Les conditions de pauvreté ne se limitent pas à ceux qui vivent dans les réserves. Les autochtones des centres urbains, qui représentent environ la moitié de la population autochtone en croissance rapide de 1,7 million de personnes, ont les taux de chômage les plus élevés du pays, juste derrière les taux des réserves autochtones. À l’échelle nationale, environ 50 % des membres des Premières Nations et des Inuits sont sans emploi.

Ces conditions sociales désastreuses ont alimenté les protestations croissantes de ces dernières années, du mouvement Idle No More aux protestations et aux blocages des chemins de fer par les Wet’suwet’en au début de 2020. L’État capitaliste canadien a répondu avec son caractère impitoyable et sa brutalité habituels, notamment en déployant des policiers armés contre les manifestants et en surveillant les communautés des Premières Nations.
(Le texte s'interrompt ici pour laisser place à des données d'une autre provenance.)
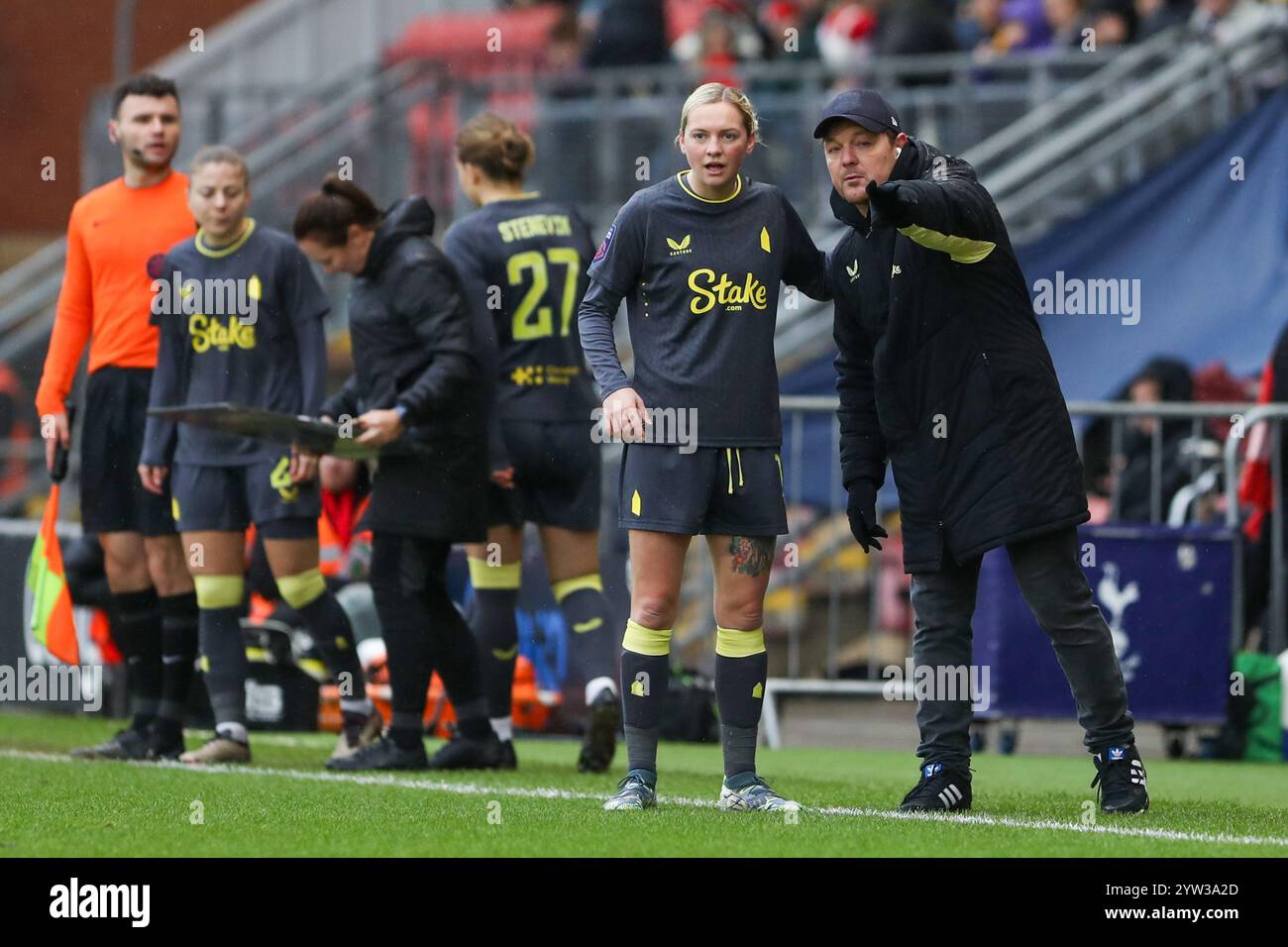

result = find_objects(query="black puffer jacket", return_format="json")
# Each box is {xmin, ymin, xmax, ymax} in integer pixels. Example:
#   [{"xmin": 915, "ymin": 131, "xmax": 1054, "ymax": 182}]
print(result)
[
  {"xmin": 322, "ymin": 197, "xmax": 483, "ymax": 453},
  {"xmin": 322, "ymin": 197, "xmax": 494, "ymax": 543},
  {"xmin": 828, "ymin": 141, "xmax": 1089, "ymax": 573}
]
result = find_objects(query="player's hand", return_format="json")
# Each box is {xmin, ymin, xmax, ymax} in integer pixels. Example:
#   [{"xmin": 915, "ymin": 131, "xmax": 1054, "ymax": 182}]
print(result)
[
  {"xmin": 355, "ymin": 408, "xmax": 406, "ymax": 447},
  {"xmin": 845, "ymin": 481, "xmax": 889, "ymax": 553},
  {"xmin": 139, "ymin": 464, "xmax": 170, "ymax": 494},
  {"xmin": 604, "ymin": 388, "xmax": 652, "ymax": 443},
  {"xmin": 288, "ymin": 445, "xmax": 318, "ymax": 483},
  {"xmin": 867, "ymin": 180, "xmax": 917, "ymax": 227},
  {"xmin": 40, "ymin": 411, "xmax": 72, "ymax": 473}
]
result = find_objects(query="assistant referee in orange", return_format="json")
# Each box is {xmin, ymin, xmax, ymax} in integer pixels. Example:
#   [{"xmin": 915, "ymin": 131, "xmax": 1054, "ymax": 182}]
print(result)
[{"xmin": 36, "ymin": 74, "xmax": 197, "ymax": 759}]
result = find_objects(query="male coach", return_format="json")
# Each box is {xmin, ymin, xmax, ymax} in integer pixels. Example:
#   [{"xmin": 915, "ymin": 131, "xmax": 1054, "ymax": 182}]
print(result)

Pendant les manifestations des Wet’suwet’en, les cercles de l’establishment ont longuement discuté de la possibilité de déployer les Forces armées canadiennes pour écraser le mouvement de protestation – un geste qui s’est finalement avéré inutile. L’empressement de l’élite dirigeante canadienne à recourir à une répression sauvage contre la population autochtone va de pair avec son assaut croissant contre les droits démocratiques de tous les travailleurs, notamment la criminalisation systématique, par le biais de lois antigrèves et de la violence policière, de l’opposition sociale de la classe ouvrière.

Le terrible sort des Premières Nations, des Métis et des Inuits au Canada souligne le besoin pressant pour la classe ouvrière de mettre de l’avant un programme socialiste visant à abolir le système de propriété privée capitaliste, qui est à la base de l’oppression de la population autochtone au Canada depuis 150 ans. Rejetant toute tentative de dresser les travailleurs les uns contre les autres en fonction de critères nationaux ou ethniques, la classe ouvrière doit lutter pour garantir les droits sociaux et démocratiques de tous les opprimés, dont la population autochtone du Canada est la partie la plus vulnérable.